The skateboarder in the drawing starts down the left side of the ramp with an initial speed of 5.4 m/s. If nonconservative forces, such as kinetic friction and air resistance, are negligible, what would be the height h of the highest point reached by the skateboarder on the right side of the ramp?
3 Answers
- 1 decade agoFavorite Answer
KEbottom = PEtop
(1/2)mv^2 = mgh
mass cancels out
(1/2)v^2 = gh
solve for h
((1/2)v^2)/g = h
((1/2)(5.4m/s)^2)/(9.8m/s^2) = h
h = 1.49m
- 1 decade ago
The conservation of energy gives that E = T + V at all times, where E is the total energy, T is the kinetic energy, and V is the potential. At the start, the skateboarder has T1 = 1/2mv^2 and V1=0, at the peak of his run, he has T2=0 and V2 = mgh, then,
E = T1 + 0 = 0 + V2
T1 = V2
1/2mv^2 = mgh. Solving for h:
h = v^2/(2g). Where the v here is the initial velocity, and g is the acceleration due to gravity.
- 1 decade ago
Okay. Well Kinetic Energy (energy of a moving object that has mass) is equal to 1/2mv^2 (one half mass x (velocity squared)).
So, solving this equation we would have to say that at the highest point of the other side of the ramp, the skate boarder would no longer have Kinetic Energy. We know this because when an object is moving straight up (and in this problem I am assuming the skate boarder is) its velocity becomes zero upon reaching the highest point. Just imagine throwing a ball straight up, it will stop before it changes direction and comes back down. So knowing this we know that the velocity at the highest point will be zero. Since the velocity of the skate boarder is 0 and if you plug zero 0 into the equation for Kinetic energy your answer will be 0. So, Kinetic Energy at the highest point is 0.
Since energy is always conserved, the starting Kinetic energy should equal the final Potential energy. Potential energy expressed by the equation PE=mgh (mass x gravity x height above the zero level). The zero level is going to be the height from which the skate boarder started from on the left side of the ramp.

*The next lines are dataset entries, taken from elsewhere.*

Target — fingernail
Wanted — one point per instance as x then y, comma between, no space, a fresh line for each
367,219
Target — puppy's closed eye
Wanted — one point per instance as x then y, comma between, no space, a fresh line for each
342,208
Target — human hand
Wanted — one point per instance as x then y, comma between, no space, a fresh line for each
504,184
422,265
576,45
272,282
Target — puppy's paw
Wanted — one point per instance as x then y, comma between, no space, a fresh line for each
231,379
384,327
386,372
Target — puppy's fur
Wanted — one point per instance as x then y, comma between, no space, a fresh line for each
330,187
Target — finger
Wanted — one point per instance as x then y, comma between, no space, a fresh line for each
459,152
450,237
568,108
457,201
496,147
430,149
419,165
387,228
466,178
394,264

Next, we know Total Energy from the start equals Total Energy at the end. Total energy is expressed by the equation TE=KE+PE (total energy = kinetic energy + potential energy). Since the object starts at the zero level, h in the PE equation will equal zero. So PE equals zero for TEa (total energy at the start); TEa=KE. And since Kinetic energy is zero at the end KE drops out of TEb (total energy at the end) so TEb=PE. Now since TEa=TEb and TEa=KE and TEb=PE then KE=PE. Or, 1/2mv^2=mgh.
Now to try and make this look prettier.
TEa=KE+PE
TEa=1/2mv^2+mgh
TEa=1/2m(5.4)^2 + m9.8(0)
TEa=14.58m
TEb=KE+PE
TEb=1/2mv^2+mgh (v=0 because its at its highest point)
TEb=1/2m(0)^2 + m(9.8)h
TEb=(9.8)mh
TEa=TEb
(14.58)m=(9.8)mh (m's cancel)
(14.58)/(9.8)=h
h=1.49 meters above the zero level
Hope that makes sense.